Backlash against the movement

Some creators, however, are speaking out against the idea, saying that the bracelets are performative, or virtue signalling (when people take actions to make themselves appear good, without necessarily actually doing the work or truly caring about the cause). Some are comparing the idea to the black squares many white women posted on Instagram in the wake of George Floyd’s murder and the Black Lives Matter movement. Others have expressed fear that the bracelets might put a target on people’s backs. Many suggested buying a blue bracelet from a Black business owner, if you’re going to participate. And almost everyone remarked that the bracelets must be paired with further action to have any value whatsoever.

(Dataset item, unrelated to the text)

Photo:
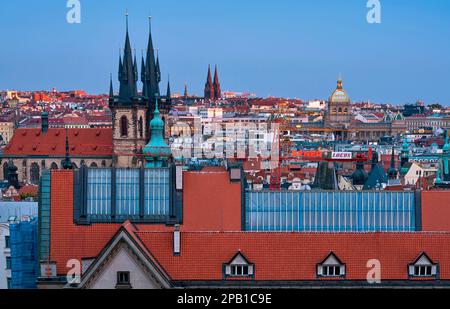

“The bracelet can be covered,” a creator says in one video. “You wanna show that you’re one of the good ones? Be one of the good ones. Do the work. Have the difficult conversation with your friends, with your families, with your children.”

“White women, aspire to be the kind of person who does not need a blue bracelet,” urges another. “I want to know that you are a good and safe and progressive person because I have seen you stand up for people. Because I have seen you at the protests, doing the work, going door to door, knocking on doors, being a real activist.”

The feelings of the people impacted by the US election are not a monolith and there’s no consensus on whether or not the blue bracelets are good or bad, though it is clear that some people are comforted by seeing them on strangers.